Wednesday, December 5, 2012

#BookReview: The Twelve Tribes of Hattie - Ayana Mathis

Is there a limit on the amount of love a parent can have for their child?  If you have more than one child, is it possible to have loved your other children so much that you have nothing left for the others?  Or is it just possible for life to beat you down so much so that you have nothing left to give your children except a place to stay, food to eat and a determination to survive?

I can't find fault with Hattie Shepherd.  Giving birth to your first children at the age of 19 in a new city can be overwhelming.  To find yourself giving birth years later at the age of 46 is surprising.  Then to turn around at 74 and find yourself mothering your grandchildren, is not an easy road.  But how do you explain that to your children who only see you as cold and uncaring?

"Somebody always wants something from me," she said in a near whisper.  "They're eating me alive."

As you read, you'll be caught up in the lives of Lloyd, the musician; Six, the wonder boy preacher; the high strung and insecure Alice, who pretends her brother Billups needs her when, in reality, she's the one that desperately needs him; Bell, who seeks revenge against Hattie when all she really wants is to know the secret joy her mother found once upon a time; and countless others.  Mathis dedicates chapters to the various offspring, but their interactions as children aren't explored as much as they are as adults.  She wants you to see who they've become as a result of living in the house.

I love the set up of the book.  It feels like a compilation of short stories that are loosely tied together, with the only common thread being that Hattie and August have given birth to them.  With the exception of Alice and Billups, we see very little interaction among the siblings once they leave home.  It's as if Hattie's lack of love spread to them and there's nothing that bonds any of them together.

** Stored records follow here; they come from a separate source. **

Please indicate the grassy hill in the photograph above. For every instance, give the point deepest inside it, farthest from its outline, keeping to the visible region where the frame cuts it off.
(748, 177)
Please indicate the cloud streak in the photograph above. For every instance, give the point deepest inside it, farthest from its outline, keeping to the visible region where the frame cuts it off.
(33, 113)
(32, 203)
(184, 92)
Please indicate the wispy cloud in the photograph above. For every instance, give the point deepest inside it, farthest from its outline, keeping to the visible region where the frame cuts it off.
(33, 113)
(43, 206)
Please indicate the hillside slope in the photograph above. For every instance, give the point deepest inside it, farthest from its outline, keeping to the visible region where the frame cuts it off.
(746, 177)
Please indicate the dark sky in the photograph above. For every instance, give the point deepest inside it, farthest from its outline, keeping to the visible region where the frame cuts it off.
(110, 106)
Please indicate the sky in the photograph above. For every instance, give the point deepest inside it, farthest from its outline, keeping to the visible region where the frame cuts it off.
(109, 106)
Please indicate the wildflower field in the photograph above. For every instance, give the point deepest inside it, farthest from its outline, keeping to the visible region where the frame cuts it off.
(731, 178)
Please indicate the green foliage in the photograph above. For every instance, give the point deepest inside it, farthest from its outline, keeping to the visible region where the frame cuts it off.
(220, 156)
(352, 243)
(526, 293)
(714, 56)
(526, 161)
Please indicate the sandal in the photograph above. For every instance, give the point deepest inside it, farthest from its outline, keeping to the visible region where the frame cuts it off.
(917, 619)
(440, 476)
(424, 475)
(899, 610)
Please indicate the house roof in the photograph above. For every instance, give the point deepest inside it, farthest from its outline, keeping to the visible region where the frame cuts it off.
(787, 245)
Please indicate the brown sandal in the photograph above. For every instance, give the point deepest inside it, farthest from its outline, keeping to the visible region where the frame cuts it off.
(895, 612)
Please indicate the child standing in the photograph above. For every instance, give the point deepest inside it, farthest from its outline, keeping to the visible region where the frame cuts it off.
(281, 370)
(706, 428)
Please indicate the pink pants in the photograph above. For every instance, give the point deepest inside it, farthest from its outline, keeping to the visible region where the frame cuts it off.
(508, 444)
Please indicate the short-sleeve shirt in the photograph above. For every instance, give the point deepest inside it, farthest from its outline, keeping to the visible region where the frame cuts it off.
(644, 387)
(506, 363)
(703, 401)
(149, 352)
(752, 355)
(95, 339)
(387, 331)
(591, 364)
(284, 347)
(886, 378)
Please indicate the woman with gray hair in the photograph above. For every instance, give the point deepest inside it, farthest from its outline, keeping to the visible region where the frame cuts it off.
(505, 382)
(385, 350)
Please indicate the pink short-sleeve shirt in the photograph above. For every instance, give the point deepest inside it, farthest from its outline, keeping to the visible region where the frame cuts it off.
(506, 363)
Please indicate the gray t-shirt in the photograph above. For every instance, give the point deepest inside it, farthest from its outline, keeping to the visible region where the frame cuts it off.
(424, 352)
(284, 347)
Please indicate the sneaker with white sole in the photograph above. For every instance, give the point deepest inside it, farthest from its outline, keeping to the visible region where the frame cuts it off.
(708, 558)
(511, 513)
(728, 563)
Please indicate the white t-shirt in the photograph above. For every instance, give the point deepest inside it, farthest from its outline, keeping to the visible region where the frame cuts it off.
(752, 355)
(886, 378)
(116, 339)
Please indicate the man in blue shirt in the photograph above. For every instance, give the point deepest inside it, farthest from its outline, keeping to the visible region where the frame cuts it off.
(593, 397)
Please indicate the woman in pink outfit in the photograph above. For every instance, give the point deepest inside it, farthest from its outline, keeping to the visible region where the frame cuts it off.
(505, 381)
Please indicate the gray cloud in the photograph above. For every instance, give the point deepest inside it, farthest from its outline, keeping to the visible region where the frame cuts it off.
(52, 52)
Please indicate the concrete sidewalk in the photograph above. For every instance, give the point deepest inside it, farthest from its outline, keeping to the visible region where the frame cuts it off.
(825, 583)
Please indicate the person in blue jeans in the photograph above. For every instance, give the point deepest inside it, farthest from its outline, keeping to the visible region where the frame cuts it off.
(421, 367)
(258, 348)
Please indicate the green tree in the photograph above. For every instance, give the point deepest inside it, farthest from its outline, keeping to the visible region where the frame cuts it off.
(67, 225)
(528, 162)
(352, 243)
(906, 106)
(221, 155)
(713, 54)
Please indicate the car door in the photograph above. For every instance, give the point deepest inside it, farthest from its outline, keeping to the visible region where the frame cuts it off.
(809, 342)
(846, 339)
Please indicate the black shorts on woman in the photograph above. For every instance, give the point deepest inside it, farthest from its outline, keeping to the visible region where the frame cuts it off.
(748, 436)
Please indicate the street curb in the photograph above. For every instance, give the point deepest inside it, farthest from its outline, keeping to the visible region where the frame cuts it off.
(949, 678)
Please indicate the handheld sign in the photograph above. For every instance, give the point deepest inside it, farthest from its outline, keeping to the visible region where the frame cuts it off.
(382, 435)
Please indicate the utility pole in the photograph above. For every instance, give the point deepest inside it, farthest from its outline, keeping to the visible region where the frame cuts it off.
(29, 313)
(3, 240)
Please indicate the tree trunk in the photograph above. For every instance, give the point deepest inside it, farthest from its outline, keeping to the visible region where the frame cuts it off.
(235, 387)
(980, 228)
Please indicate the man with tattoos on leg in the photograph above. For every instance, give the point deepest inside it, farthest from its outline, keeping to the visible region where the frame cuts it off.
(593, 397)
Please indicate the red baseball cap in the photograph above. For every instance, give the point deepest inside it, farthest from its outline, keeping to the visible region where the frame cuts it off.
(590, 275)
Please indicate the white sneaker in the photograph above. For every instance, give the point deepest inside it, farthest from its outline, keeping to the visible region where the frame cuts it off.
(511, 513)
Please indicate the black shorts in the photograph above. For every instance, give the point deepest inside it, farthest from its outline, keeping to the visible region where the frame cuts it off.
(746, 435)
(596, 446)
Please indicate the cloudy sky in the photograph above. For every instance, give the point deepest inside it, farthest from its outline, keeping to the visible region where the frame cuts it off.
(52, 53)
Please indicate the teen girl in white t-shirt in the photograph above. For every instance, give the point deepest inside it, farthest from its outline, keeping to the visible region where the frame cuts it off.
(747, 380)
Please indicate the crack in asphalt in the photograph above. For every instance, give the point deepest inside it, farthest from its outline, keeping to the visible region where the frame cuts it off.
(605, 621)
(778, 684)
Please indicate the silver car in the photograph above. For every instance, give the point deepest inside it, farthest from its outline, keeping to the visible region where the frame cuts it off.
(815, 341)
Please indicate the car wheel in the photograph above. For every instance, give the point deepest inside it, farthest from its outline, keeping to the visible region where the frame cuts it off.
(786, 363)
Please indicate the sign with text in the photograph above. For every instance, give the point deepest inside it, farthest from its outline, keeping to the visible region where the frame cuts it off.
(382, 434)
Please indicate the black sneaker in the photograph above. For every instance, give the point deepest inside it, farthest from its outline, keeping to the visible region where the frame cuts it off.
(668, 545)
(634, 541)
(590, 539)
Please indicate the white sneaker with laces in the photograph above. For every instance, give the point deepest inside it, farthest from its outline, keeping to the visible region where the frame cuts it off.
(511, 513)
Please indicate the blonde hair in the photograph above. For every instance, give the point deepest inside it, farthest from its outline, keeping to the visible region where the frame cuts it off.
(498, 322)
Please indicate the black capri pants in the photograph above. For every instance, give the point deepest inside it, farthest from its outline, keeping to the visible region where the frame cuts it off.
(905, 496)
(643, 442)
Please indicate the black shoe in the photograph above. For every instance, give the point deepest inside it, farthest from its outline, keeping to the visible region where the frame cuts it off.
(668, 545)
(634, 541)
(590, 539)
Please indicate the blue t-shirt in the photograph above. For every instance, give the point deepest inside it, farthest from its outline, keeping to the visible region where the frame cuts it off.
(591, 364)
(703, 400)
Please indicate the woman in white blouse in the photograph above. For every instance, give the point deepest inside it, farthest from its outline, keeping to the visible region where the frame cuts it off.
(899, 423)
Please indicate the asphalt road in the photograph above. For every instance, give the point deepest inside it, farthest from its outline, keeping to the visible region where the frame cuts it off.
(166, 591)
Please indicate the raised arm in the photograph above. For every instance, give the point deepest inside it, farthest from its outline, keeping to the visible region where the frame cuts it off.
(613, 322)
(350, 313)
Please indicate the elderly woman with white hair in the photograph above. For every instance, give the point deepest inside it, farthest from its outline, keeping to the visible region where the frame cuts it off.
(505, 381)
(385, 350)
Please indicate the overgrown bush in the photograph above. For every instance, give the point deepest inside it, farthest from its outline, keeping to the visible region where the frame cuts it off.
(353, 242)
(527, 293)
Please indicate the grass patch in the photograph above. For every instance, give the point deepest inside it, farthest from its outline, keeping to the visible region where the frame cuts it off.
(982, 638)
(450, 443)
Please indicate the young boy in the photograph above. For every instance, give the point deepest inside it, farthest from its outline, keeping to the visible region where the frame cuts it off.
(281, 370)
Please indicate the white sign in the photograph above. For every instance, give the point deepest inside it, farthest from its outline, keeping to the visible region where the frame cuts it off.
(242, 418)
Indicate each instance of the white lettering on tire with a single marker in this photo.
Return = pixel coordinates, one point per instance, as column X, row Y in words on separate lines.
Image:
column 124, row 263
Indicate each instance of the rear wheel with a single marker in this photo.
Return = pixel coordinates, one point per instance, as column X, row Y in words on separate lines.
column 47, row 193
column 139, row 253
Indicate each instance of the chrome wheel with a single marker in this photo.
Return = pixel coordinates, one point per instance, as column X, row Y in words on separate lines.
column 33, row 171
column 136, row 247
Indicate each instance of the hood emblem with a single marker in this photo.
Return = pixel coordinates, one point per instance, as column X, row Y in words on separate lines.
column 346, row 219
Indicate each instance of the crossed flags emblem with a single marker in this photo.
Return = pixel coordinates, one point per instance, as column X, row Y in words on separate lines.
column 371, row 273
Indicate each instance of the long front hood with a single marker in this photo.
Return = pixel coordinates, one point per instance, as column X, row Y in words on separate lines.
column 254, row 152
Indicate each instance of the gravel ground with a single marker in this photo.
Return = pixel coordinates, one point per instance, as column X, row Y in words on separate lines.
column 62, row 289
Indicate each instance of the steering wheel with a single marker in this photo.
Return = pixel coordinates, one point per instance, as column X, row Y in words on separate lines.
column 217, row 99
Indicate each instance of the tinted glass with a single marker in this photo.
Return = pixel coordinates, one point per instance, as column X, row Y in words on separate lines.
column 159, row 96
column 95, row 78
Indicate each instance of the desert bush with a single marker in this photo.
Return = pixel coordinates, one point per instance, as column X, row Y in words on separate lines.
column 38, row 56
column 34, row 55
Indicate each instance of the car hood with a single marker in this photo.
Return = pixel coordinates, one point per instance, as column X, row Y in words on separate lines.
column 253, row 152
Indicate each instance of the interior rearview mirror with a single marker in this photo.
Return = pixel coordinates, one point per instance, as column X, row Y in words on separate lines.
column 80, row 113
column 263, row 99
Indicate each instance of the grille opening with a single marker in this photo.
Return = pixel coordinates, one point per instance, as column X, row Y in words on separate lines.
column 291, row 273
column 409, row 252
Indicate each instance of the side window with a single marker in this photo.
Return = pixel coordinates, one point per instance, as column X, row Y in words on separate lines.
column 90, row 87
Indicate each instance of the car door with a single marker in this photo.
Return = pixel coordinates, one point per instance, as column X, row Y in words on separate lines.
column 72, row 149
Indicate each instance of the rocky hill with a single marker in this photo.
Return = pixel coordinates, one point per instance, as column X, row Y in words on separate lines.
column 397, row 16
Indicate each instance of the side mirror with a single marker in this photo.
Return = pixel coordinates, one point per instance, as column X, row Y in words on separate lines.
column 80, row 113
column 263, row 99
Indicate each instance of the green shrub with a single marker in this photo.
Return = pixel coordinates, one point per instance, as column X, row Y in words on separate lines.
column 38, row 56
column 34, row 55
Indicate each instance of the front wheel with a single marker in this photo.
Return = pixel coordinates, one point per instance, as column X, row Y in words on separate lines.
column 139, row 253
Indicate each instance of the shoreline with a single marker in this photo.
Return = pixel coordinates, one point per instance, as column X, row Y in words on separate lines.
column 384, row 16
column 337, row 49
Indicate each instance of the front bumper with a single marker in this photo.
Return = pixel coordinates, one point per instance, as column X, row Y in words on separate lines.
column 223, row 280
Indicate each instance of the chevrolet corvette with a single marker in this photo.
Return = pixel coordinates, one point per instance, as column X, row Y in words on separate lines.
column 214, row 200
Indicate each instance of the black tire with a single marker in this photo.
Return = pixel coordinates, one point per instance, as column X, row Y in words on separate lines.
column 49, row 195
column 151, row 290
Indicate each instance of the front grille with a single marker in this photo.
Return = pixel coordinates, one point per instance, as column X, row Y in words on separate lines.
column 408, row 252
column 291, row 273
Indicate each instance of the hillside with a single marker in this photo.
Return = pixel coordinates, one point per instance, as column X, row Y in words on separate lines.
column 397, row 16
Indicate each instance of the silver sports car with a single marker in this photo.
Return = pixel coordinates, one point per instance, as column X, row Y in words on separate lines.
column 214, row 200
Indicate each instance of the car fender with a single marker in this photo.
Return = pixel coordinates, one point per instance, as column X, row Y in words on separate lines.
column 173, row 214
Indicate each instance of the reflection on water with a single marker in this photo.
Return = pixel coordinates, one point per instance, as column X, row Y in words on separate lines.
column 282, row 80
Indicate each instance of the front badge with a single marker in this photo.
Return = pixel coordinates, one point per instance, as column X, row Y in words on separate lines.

Part of the great migration to the north, I wonder how much of Hattie's coldness is a reflection of her surroundings.  While her husband, August, longs for the Georgia he remembers, minus Jim Crow, Hattie refuses to even speak its name.  Still, you have to wonder if August lamenting over leaving the south is valid.  Would Hattie have been different, would the children have had different lives, had they been surrounded by paper shell pecans, sweet gum trees, gigantic peaches and neighbors whose names they could recite years later? 

Published: December 2012
Disclaimer: Copy of book received from publisher, opinions are my own.